From Walhalla, drive north on SC 11 for approximately 13.5 miles, and turn left onto Jocassee Rd. (Oconee County S-37-25). Continue driving 4 miles on this winding road and bear right at the sign that clearly points to the park office. The trailhead is behind the park office at the bottom of the hill. You can park in the boat ramp parking lot behind the park office.
Total Hike Distance: 1.00 miles
Hike Difficulty: No Answer
Permit Required: No
Hike Type: Roundtrip, Loop Hike
Hike Starts/Ends: Visitor's Center
Trails Used: Oconee Bell Nature Trail
Backcountry Campsites: No
Backcountry Water Sources: Streams
Management: State Park Service
Contact Information: Devils Fork State Park
161 Holcombe Circle
Salem, SC, 29676
Telephone: 864-944-2639.
Best Season: Winter, Spring, Summer, Fall
Users: Hikers, Dogs
Road Conditions: Primary Paved Roads, Secondary Paved Roads
Hike Summary: Devil's Fork State Park is located in the northwestern corner of South Carolina and is an undeveloped 7,500-acre reservoir tucked deep into the Blue Ridge Mountains.

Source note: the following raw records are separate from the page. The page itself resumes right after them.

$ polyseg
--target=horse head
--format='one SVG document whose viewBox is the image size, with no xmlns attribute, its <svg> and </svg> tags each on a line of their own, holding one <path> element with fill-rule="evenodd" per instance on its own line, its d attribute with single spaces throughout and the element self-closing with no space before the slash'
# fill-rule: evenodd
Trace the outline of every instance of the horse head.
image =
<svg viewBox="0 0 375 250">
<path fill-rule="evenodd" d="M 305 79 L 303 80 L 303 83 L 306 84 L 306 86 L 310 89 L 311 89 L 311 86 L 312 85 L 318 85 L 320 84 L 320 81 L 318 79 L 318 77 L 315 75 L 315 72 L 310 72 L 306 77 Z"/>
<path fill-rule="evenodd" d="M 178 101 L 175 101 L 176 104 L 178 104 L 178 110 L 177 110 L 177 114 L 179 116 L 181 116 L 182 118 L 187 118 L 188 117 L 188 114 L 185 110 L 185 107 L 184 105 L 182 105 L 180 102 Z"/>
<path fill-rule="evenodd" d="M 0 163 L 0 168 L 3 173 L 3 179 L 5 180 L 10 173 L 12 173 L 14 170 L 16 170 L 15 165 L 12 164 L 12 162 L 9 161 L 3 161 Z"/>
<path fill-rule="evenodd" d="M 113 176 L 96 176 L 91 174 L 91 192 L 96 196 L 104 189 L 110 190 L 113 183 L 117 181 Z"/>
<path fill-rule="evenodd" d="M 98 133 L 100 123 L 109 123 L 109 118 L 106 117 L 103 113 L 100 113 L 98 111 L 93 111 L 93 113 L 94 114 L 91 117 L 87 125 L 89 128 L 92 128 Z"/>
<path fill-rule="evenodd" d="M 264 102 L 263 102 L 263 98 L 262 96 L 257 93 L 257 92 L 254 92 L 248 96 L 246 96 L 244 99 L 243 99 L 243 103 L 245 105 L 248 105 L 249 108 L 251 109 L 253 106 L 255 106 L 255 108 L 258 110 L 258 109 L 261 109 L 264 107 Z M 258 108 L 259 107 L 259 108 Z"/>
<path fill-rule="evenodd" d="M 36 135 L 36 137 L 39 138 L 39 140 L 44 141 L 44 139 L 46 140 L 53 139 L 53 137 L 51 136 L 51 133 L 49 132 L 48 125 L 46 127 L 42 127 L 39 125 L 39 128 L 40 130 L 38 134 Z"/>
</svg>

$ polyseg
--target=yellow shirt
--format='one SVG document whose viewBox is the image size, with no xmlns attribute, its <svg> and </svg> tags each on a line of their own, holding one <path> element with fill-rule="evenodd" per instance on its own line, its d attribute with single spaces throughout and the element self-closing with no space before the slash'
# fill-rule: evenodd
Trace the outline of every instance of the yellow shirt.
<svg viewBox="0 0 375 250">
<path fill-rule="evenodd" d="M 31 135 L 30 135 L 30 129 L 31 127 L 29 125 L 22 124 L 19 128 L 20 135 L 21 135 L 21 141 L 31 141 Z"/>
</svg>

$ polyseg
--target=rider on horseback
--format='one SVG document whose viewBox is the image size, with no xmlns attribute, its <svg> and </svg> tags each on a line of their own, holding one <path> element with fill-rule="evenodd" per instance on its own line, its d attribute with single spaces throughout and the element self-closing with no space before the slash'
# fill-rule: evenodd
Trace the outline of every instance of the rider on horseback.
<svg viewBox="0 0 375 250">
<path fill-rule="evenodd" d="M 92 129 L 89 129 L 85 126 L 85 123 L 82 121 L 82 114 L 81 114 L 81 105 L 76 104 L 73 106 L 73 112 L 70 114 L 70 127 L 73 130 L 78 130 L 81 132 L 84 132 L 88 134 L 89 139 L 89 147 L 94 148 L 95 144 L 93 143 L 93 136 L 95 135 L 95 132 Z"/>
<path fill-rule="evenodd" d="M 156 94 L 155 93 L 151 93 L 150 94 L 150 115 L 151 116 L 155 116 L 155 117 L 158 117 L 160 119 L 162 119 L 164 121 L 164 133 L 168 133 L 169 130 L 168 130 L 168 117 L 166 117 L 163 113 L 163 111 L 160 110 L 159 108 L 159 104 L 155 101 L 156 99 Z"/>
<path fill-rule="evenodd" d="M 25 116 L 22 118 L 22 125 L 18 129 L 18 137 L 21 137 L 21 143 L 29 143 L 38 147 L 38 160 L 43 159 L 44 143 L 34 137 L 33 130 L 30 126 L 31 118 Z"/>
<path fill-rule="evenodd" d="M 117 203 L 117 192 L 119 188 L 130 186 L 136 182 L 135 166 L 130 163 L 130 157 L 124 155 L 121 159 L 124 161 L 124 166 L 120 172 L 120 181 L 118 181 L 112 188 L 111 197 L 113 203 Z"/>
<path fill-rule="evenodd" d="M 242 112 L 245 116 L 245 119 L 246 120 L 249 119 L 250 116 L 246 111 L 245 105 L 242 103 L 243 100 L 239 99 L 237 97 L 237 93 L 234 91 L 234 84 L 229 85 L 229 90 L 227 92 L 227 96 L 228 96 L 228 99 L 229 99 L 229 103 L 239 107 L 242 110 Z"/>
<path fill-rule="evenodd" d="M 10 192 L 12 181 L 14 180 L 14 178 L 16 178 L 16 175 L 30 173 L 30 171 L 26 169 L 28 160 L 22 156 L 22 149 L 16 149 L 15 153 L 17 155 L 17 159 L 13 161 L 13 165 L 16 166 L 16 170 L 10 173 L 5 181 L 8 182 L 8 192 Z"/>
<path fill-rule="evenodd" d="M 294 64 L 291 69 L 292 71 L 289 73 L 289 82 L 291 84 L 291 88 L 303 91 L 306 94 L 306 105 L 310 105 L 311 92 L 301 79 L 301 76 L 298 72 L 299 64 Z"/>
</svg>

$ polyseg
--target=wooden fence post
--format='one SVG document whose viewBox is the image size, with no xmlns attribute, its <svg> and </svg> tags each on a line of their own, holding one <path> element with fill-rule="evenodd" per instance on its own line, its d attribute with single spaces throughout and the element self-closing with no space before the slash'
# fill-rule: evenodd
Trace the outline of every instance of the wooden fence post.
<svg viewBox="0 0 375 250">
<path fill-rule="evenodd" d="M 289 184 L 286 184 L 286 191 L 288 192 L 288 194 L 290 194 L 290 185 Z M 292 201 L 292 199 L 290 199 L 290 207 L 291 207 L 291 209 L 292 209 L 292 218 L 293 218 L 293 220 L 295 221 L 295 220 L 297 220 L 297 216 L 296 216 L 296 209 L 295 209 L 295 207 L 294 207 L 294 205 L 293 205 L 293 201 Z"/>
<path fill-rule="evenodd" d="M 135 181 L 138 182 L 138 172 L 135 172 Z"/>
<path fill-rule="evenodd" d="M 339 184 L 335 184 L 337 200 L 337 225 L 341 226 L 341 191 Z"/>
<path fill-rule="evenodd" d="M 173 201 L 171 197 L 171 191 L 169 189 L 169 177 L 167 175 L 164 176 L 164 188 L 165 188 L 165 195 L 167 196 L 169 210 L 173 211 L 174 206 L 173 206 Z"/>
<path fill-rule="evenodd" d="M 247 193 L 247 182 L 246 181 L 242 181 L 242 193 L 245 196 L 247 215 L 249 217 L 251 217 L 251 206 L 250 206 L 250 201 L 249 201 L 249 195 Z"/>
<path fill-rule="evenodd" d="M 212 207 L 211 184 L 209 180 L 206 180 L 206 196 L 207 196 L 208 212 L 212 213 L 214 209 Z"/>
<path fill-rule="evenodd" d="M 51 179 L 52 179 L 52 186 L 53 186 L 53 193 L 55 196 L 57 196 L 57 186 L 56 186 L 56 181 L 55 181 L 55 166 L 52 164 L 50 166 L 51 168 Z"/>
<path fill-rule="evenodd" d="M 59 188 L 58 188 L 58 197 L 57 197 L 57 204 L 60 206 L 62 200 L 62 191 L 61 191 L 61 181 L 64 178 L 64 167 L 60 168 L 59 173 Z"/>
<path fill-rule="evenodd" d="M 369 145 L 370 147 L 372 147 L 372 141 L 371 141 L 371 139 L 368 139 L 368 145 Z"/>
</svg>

It was leased in 1991 by the State of South Carolina from the Duke Power Company and it currently provides the only public access to Lake Jocassee.

This short and easy hike in Devils Fork State Park gets its name from a rare wild flower, the Oconee Bell, that has attractive white blooms. The trail begins just down from the visitor's center at the back of the boat parking area and loops through a hardwood forest that has numerous oaks and hickory trees towering above in the canopy. The trail is well maintained and has interpretive signs and benches as it crisscrosses a small creek on the lower sections of the trail. As you start your climb back to the ridgeline, you will pass a small pond on the right about halfway along the path. The trail is heavily wooded in the summer months, and the pond may come as a surprise, albeit a brief one, before you make the final ascent back to the parking area.